El incremento sostenido de los índices de criminalidad en Tijuana en el contexto de su
expansivo crecimiento, la radicalización de los controles fronterizos estadounidenses post
11/09, el estancamiento económico producto de la crisis financiera de 2008, y los operativos
militares para pacificar las ciudades de la frontera norte emprendidos desde 2006, han
producido por lo menos dos lógicas convergentes en la administración del espacio urbano. La
primera de ella concierne el tratamiento de la población flotante de la ciudad. Dicha
población comprende fundamentalmente a la gran cantidad de deportados e individuos sin
hogar, que han hecho de las calles de la ciudad su residencia permanente. El segundo ha
supuesto la intensificación de la gentrificación del centro de Tijuana, núcleo simbólico de su
oferta de servicios a los Estados Unidos.
Ambas lógicas explican en un primer momento los entendimientos tanto oficiales como del
público con respecto al modo en que el espacio urbano se encuentra ligado a la inseguridad y
prosperidad de la ciudad. En ese sentido a propósito de lo que ha sido considerado como una
crisis de inseguridad ligada a la llegada de inmigrantes, los cientos de deportados y personas
sin techo han sido reiteradamente señalados como la fuente visible del estado crítico de la
ciudad (Consejo de Desarrollo de Tijuana, 2017; Millán, 2013). Ello ha conducido al
endurecimiento de los reglamentos de comportamiento urbano y la detención y acoso
selectivo de dichos individuos con la intención de alejarlos del centro de la ciudad, e
invisibilizarlos tras obligarlos a dispersarse por la ciudad (Ayuntamiento de Tijuana, 2011;
COLEF, 2013; p. 113).
Bajo la justificación de que su presencia ahuyenta a las turistas y la mayor parte de los
crímenes que ocurren en el primer cuadro de la ciudad son causados por ellos, se ha recurrido
a la retórica que vincula indigencia, consumo de drogas y delincuencia. Sin mayores
evidencias, en la imaginación del tijuanense promedio eso ha bastado para estigmatizar a
estas poblaciones, facilitando el trabajo de la policía y administradores municipales.
La gentrificación del centro con el objeto de hacerla atractiva a turistas e inversores
principalmente estadounidenses, proceso paralelo a las prácticas y discurso de la ‘limpieza’

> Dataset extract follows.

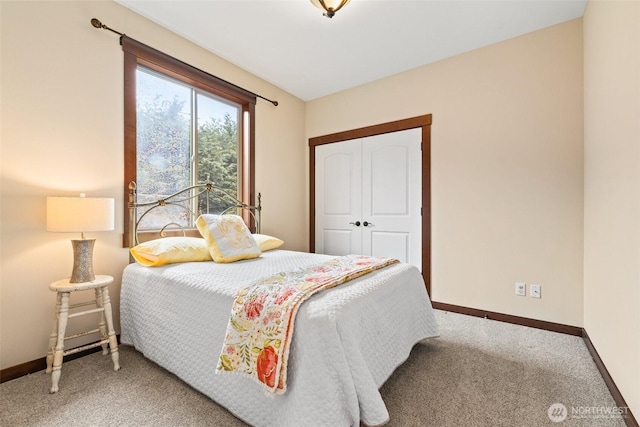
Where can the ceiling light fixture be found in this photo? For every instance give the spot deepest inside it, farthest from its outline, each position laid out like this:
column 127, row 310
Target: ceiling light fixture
column 329, row 6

de la ciudad de criminales, conforma el segundo aspecto de la estrategia de ‘recuperación’ de
la ciudad (Zabludovsky, 2016). Ello ha supuesto la atracción de inversores inmobiliarios,
principalmente estadounidenses, y la regeneración de ciertas secciones del centro, con efectos
aún no visibles tanto sobre el uso del espacio público, como su acceso. Ello es importante por
del modo en que la desigualdad, central en el proceso de deterioro urbano, es atajada y sobre
todo prolongada por prácticas municipales que lejos de solucionarla la prolongan a través de
estrategias punitivas y excluyentes, cuyo centro es la administración del espacio urbano.
De acuerdo con ello hoy en día Tijuana, como buena parte de las ciudades de la frontera norte
mexicana, se encuentra dividida y atravesada por estrategias de reivindicación urbana, que al
intentar resolver los problemas de inseguridad, e insuficiente infraestructura, con los medios
a su disposición, ha propuesto modelos de supervisión policiaca y remozamiento de la ciudad
con serias consecuencias para los residentes más vulnerables.

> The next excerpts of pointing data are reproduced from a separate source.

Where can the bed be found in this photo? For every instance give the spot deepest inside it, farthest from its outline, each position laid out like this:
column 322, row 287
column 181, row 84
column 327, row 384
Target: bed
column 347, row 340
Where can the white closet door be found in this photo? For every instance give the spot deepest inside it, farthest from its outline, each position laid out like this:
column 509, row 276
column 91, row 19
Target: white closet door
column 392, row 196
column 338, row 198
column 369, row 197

Ello, lejos de resolver el problema central de la ciudad, es decir, la desigualdad espacial, la
agrava y perpetúa, generando condiciones propicias para la extensión indefinida de los
conflictos que se encuentran en la base de la violencia y el deterioro urbano. En este contexto
Tijuana no solo se requiere de mayores presupuestos y flujos financieros para renovar la
infraestructura urbana, sino una imaginación política alternativa a la dominante, centrada en
la “securitización” del espacio público y la exclusión de sus habitantes más pobres.